2020年10月14日水曜日

エウリーピデース「バッカイ」(BC.407年ごろ)

エウリーピデース「バッカイ」(BC.407年ごろ)を2013年逸身喜一郎新訳の岩波文庫で読む。

このギリシャ詩人を自分はエウリピデスと覚えていた。ソフォクレス、アイスキュロス、エウリピデスでギリシャ三大悲劇詩人。高校世界史で呪文としてしか覚えなかった名前を、今年になってやっと3人とも読んでみて個性が分かった感じ。

バッカイって何?従来のちくま文庫版では「バッコスの信女たち」という邦題がつけられたりしていた。逸身氏は「バッコスに憑かれた女たち」と改めた。
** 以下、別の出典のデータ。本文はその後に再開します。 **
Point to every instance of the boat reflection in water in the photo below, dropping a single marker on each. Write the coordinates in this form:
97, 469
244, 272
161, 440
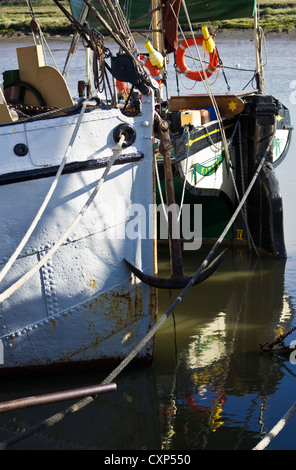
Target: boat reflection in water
216, 396
208, 385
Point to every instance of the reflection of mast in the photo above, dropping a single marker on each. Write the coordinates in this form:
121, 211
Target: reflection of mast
157, 26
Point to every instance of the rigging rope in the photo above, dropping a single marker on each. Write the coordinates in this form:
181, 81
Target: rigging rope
110, 378
276, 429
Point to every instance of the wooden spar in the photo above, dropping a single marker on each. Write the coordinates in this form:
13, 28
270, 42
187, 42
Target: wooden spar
56, 397
178, 279
157, 25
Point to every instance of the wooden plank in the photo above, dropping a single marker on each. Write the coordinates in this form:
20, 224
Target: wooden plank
229, 105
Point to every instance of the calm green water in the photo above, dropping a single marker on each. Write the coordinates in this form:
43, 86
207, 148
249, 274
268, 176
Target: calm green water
209, 387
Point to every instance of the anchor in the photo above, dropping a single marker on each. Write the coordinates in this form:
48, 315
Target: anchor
178, 279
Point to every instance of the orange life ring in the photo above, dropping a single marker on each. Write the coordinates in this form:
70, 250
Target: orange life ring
180, 60
154, 71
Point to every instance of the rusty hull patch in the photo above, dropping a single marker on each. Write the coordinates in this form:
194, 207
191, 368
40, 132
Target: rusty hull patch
108, 327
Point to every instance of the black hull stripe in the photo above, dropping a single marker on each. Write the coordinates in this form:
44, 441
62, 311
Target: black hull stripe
47, 172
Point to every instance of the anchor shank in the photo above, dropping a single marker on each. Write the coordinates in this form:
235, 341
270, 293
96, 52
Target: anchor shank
166, 149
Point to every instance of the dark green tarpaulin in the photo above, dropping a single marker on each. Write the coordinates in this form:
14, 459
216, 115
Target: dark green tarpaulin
200, 11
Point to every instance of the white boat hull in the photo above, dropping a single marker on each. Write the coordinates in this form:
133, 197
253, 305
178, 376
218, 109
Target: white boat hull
83, 305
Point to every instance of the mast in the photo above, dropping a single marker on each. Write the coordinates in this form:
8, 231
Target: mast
157, 24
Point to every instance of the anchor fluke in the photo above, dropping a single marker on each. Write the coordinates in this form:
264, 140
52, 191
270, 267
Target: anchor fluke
175, 282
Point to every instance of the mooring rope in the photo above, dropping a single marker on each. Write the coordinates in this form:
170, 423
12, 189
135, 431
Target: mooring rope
110, 378
276, 429
45, 203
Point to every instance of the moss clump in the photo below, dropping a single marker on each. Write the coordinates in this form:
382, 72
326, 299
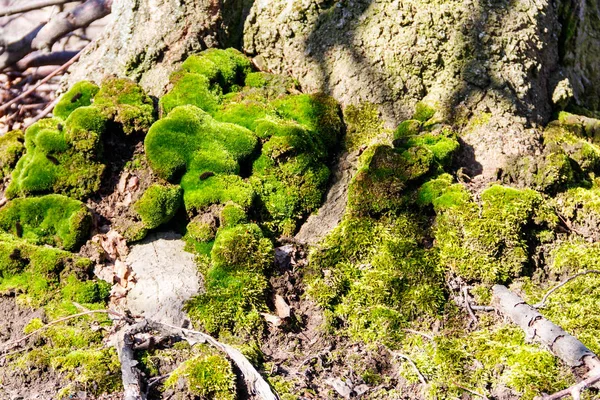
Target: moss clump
423, 112
158, 205
373, 276
53, 219
494, 357
191, 143
81, 94
494, 246
235, 282
386, 172
363, 125
207, 374
11, 149
125, 102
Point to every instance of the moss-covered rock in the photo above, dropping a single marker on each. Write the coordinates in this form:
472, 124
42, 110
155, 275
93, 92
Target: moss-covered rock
125, 102
11, 148
80, 95
373, 276
206, 374
53, 219
490, 244
158, 205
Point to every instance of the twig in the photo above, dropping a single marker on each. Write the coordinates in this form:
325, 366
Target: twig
469, 390
412, 363
153, 381
468, 306
64, 67
30, 6
42, 113
14, 343
542, 303
575, 390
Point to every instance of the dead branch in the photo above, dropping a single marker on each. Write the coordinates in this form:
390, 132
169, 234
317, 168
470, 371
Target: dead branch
30, 6
15, 51
23, 95
42, 59
542, 303
537, 327
68, 21
131, 375
42, 113
575, 390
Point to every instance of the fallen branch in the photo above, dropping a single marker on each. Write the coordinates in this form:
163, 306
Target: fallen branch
412, 363
566, 347
23, 95
32, 5
68, 21
131, 375
542, 303
575, 390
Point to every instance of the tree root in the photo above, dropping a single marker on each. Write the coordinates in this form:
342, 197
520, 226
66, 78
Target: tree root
536, 327
132, 381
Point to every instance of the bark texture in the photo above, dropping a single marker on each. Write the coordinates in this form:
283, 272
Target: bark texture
147, 39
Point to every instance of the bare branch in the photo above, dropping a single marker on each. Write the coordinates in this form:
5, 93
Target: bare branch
43, 59
15, 51
542, 303
63, 68
30, 6
68, 21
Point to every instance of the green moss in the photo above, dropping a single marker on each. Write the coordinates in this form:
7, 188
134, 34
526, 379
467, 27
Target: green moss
192, 89
11, 149
208, 374
158, 205
80, 95
242, 247
53, 219
374, 277
125, 102
386, 172
491, 244
232, 215
363, 125
423, 112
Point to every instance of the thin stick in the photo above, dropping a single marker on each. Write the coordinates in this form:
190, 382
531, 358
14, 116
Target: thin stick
468, 306
542, 303
42, 113
575, 390
470, 391
418, 333
14, 343
30, 6
412, 363
63, 68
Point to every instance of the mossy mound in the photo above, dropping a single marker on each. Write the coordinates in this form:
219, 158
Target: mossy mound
372, 277
491, 244
53, 219
158, 205
11, 148
207, 153
80, 95
125, 102
235, 282
64, 156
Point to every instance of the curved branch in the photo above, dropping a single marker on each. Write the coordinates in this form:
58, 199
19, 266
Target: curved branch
68, 21
30, 6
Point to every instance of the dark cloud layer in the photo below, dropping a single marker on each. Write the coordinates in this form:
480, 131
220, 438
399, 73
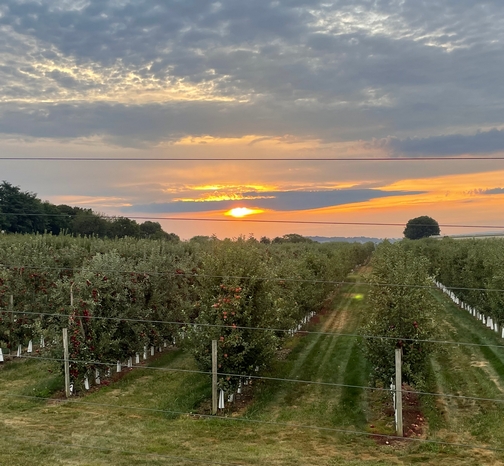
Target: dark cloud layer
339, 70
493, 191
278, 201
483, 142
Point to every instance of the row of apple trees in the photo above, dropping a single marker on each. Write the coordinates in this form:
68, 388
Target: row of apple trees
473, 267
117, 297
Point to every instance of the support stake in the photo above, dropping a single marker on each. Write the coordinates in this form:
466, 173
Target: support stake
66, 362
398, 388
215, 398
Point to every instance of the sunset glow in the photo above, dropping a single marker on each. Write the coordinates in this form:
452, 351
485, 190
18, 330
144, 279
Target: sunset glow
239, 212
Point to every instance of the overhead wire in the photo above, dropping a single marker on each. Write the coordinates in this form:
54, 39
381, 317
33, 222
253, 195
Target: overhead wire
269, 329
242, 220
109, 365
253, 159
243, 277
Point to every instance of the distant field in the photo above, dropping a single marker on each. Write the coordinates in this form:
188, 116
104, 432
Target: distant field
145, 417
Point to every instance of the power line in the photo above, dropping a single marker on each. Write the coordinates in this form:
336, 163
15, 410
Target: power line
270, 379
252, 159
239, 327
244, 277
300, 222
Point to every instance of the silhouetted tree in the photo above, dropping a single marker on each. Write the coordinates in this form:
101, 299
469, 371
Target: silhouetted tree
421, 227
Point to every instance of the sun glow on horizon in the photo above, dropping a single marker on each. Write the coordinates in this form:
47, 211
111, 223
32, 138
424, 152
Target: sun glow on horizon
239, 212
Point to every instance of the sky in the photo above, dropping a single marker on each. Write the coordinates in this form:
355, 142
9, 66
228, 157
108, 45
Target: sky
289, 82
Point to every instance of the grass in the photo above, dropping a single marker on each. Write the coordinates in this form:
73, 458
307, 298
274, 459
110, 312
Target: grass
137, 419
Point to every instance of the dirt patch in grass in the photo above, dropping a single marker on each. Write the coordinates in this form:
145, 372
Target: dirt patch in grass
414, 421
235, 408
巻末解説でそこを詳しく解説。ギリシャ語のバッカイとバッコスは女性複数形と男性複数形。女性単数形がバッケー。
英語読みがバッカス。酒だけでなく山中を走るランナーズハイも酩酊のうち。ディオニューソスを崇拝し山中を行く女たちがバッカイ。

この悲劇のストーリーをざっくり説明すると、ディオニューソスを神と認めなかったテーバイ王ペンテウスが、ディオニューソスと一体化したような狂信女たちに八つ裂きにされ殺される話。
テーバイで最も理性を持つ暴君が、屈折した性癖を表し、異常な殺され方をするという構図。
テーバイ王ペンテウスの母がアガウエー。アガウエーの父がテーバイの始祖カドモス。母が息子を殺す構図も悲劇。

紀元前5世紀のギリシャ人たちに向けて書かれた戯曲。ペンテウス神話が常識の状態の人々のために書かれた。古代ギリシャで大ディオニューシア祭は重要な儀式。
トラーキア王リュクールゴスもディオニューソスを否認し錯乱し息子を切り刻む。オルフェウス神話にも同じような話がある。そんな伝説を取り込んだ戯曲。見るのもはみんな結末を知っている状態。

そんな知識がないと読んで意味が分からないと思う。神と闘った王の不幸な死も致し方がないという芝居。正直、古代ギリシャに感心が高い人にしかオススメできない一冊。